Pinterest turns its TikTok-like Idea Pins into ads
Last year, Pinterest began its pivot from being an online image board to being more of a creator platform with the launch of Idea Pins. The new feature allows Pinterest users to tell their stories using a combination of video, images, music, and other editing tools, resulting in something that’s a cross between TikTok’s short […]
Last year, Pinterest began its pivot from being an online image board to being more of a creator platform with the launch of Idea Pins. The new feature allows Pinterest users to tell their stories using a combination of video, images, music, and other editing tools, resulting in something that’s a cross between TikTok’s short videos and a Stories product with multiple pages of content. Today, Pinterest is opening up this new format to its advertisers with the launch of its new “Idea Ads.”
This ad format is designed to give brands a way to connect with their audience on Pinterest’s platform, which can then in turn drive traffic to their websites or inspire future shopping purchases — similar to much of Pinterest’s organic content. The Idea Ads themselves are basically just Idea Pins either crafted directly by marketers or produced in collaboration between a business and a creator who are working together. The latter is referred to as “Idea ads with paid partnership,” in Pinterest’s lingo.
The company envisions the new format as a better way for brands to reach their audience beyond using just video alone, as on TikTok and other video-first platforms. While video, of course, works well for storytelling, it can be difficult to share other crucial details — like the supply list for a DIY project, the ingredients or instructions needed to make a recipe, or the names of products used in a makeup tutorial along with links as to where to shop.
Both TikTok and YouTube have been experimenting with solutions to some aspects of this problem which involve placing shoppable items below the video in question. More recently, YouTube even laid the groundwork for a second-screen experience aimed at those watching videos on TV where they could shop on their phones while watching videos on the big screen.
In Pinterest’s case, however, brands may want to do more than just generate clicks to their website. They also may want to offer inspirational content to raise brand awareness or share a series of step-by-step instructions to help viewers complete a specific project. Those are things that aren’t as easily accomplished via merch shelves underneath videos alone.
According to Pinterest’s tests, people who saw Idea Ads were 59% more likely to recall that brand. Meanwhile, brands that worked with creators saw 38% higher brand awareness and 37% higher Pin awareness, it said. Scotch and Gatorade were among Idea Ads’ early adopters. Scotch worked with craft-focused creator Kailo Chic on a back-to-school shopping campaign that saw 64% lower cost per impression than Scotch’s benchmark goals. Gatorade worked with fitness creators VeraLaRo and Domonique Panton on Idea Ads that generated more than 14 million views and 34 million impressions.

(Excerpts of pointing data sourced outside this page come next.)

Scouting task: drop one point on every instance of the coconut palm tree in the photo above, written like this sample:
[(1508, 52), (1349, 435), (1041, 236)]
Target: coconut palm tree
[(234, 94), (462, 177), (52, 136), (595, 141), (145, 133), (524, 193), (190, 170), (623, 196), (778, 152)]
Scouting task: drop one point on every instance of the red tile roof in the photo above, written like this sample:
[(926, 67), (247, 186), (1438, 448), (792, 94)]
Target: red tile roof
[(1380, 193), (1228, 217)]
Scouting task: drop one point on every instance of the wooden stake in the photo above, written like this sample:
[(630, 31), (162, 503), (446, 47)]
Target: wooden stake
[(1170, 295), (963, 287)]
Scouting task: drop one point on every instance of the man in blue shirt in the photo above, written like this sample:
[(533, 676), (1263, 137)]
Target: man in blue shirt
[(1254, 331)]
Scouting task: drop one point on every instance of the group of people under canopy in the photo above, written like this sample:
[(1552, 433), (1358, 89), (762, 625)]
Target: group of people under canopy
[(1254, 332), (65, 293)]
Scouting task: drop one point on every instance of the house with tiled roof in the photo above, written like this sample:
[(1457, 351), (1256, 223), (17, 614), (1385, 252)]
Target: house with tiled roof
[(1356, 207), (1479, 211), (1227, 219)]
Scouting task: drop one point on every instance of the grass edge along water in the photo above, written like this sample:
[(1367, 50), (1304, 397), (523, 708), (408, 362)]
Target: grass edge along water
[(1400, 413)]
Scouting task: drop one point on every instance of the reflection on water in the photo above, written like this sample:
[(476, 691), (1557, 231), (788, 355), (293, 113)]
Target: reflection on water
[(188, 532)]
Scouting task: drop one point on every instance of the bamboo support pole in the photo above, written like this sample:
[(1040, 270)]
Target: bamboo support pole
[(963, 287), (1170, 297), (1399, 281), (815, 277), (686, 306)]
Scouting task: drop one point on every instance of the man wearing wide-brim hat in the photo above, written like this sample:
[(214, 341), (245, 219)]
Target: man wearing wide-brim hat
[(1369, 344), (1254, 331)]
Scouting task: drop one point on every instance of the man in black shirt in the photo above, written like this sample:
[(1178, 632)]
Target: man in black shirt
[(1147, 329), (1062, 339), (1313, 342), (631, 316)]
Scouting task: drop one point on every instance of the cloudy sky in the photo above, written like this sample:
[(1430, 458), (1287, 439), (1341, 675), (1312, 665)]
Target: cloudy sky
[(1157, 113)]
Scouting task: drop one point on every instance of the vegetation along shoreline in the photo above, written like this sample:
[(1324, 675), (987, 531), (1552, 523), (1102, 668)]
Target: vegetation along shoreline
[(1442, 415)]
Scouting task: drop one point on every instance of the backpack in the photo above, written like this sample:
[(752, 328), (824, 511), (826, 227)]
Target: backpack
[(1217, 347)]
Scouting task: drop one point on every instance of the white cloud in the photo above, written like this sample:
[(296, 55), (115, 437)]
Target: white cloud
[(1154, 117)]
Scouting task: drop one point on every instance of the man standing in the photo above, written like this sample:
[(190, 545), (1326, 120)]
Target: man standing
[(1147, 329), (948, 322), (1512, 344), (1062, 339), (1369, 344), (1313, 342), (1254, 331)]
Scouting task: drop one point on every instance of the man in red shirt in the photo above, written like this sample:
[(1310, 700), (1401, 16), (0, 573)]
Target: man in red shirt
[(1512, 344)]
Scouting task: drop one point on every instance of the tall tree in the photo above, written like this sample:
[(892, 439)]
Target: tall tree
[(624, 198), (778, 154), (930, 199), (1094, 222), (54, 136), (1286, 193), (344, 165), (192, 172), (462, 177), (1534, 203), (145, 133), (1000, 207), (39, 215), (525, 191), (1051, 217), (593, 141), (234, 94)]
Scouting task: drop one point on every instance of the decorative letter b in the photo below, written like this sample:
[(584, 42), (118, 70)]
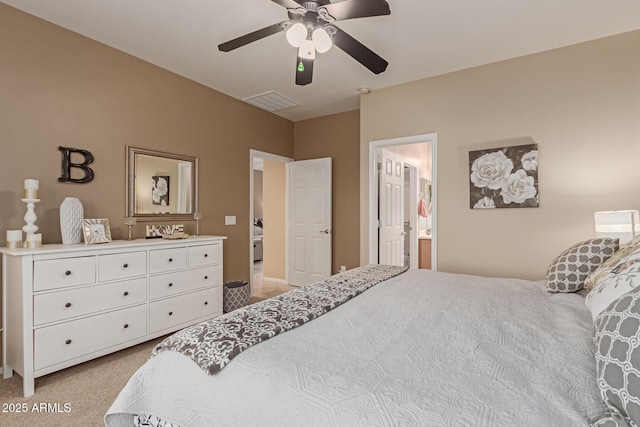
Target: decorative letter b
[(67, 165)]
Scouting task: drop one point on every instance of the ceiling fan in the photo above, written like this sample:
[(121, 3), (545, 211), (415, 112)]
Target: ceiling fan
[(311, 29)]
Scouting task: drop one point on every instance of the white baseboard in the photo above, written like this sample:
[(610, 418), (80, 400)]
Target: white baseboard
[(271, 279)]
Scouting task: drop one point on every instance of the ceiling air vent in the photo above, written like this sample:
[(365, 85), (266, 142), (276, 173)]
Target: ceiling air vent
[(271, 101)]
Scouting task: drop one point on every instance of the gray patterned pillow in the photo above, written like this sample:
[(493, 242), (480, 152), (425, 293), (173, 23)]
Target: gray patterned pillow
[(570, 269), (617, 340)]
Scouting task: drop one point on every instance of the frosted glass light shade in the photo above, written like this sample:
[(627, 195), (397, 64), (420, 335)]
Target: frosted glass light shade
[(624, 225), (296, 34), (307, 50), (321, 40)]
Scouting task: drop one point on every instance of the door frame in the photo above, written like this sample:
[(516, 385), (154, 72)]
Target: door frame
[(413, 208), (373, 198), (264, 155)]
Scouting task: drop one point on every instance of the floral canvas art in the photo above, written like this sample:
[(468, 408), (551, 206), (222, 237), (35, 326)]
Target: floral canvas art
[(504, 177), (160, 190)]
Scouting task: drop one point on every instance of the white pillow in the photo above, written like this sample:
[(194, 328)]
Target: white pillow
[(617, 276)]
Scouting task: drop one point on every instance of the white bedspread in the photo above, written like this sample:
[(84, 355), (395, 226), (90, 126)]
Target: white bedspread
[(420, 349)]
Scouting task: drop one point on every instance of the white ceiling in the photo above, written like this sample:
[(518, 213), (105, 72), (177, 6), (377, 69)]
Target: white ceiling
[(421, 38)]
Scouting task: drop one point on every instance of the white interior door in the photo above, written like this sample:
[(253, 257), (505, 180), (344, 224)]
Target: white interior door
[(309, 222), (392, 232)]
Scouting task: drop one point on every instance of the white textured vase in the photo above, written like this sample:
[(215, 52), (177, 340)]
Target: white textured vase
[(71, 215)]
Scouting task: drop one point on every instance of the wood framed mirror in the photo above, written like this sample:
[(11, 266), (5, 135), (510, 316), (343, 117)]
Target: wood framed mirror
[(161, 186)]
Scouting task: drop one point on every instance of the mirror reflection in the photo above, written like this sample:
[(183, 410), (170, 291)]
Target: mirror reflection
[(161, 185)]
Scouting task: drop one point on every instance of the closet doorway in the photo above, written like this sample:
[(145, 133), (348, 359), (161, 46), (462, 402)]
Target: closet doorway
[(403, 207), (267, 210)]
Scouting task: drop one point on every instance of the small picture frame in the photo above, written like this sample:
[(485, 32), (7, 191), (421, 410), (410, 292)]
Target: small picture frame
[(96, 231)]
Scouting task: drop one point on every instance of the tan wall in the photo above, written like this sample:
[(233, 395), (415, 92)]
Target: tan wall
[(580, 104), (274, 181), (59, 88), (337, 136)]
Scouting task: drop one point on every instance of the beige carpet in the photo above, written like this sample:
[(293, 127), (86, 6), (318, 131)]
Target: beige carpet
[(88, 390)]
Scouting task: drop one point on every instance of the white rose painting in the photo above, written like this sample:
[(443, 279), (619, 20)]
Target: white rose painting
[(160, 190), (504, 177)]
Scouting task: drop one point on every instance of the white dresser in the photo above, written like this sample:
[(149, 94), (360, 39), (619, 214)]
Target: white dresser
[(66, 304)]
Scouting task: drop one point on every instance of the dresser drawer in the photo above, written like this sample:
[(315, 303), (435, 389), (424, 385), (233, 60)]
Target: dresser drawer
[(204, 255), (169, 313), (62, 272), (122, 266), (52, 307), (59, 343), (162, 260), (201, 277), (167, 284)]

In addition to today’s public launch of the new ad format, Pinterest also introduced a new paid partnership tool. The tool allows creators to both disclose and promote their brand partnerships. With the tool, creators can tag their brand partners directly in their content. Pinterest says brands who had tested the tool include Gatorade, 3M, Coty, and M.A.C. Cosmetics.

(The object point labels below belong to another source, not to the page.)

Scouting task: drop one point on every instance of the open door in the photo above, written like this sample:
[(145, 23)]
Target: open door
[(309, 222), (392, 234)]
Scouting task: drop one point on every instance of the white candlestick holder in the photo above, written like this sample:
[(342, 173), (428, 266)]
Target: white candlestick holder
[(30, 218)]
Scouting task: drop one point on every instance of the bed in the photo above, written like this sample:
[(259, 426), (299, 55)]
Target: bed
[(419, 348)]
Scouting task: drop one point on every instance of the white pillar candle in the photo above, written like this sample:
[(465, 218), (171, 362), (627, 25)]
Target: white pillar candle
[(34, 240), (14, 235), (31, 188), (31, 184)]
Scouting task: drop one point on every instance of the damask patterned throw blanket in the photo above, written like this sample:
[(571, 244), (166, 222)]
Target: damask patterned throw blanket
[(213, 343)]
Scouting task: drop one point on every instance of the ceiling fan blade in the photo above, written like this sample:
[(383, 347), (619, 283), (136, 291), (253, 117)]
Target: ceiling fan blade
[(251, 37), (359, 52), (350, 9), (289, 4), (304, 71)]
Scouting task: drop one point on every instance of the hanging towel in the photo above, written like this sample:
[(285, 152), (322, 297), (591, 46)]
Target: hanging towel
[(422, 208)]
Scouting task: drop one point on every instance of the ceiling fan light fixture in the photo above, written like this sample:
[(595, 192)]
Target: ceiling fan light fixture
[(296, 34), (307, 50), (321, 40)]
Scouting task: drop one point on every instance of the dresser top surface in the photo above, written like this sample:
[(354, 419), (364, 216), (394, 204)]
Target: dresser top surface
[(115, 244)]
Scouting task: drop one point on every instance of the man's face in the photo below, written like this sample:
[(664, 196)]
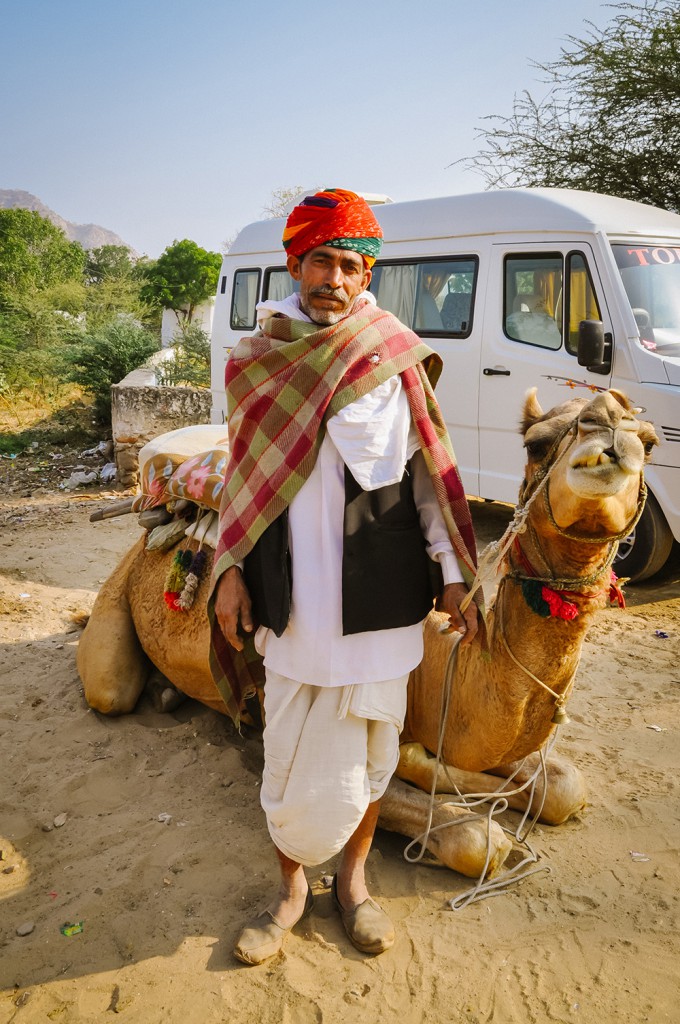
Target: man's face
[(330, 281)]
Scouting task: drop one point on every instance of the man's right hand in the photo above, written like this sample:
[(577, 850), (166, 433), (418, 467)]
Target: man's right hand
[(232, 606)]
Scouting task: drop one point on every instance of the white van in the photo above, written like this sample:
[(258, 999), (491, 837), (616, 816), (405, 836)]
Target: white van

The new products were announced ahead of Pinterest’s return to the Cannes Lions International Festival of Creativity — a global ad festival that Pinterest will return to for the first time in three years, it said. It also follows this week’s news of its multi-million dollar partnership with Tastemade to scale creator content and live streaming across Pinterest starting later this year, which will also involve Idea Pins.
The company says the new ad formats and tools are now generally available to advertisers in over 30 countries worldwide.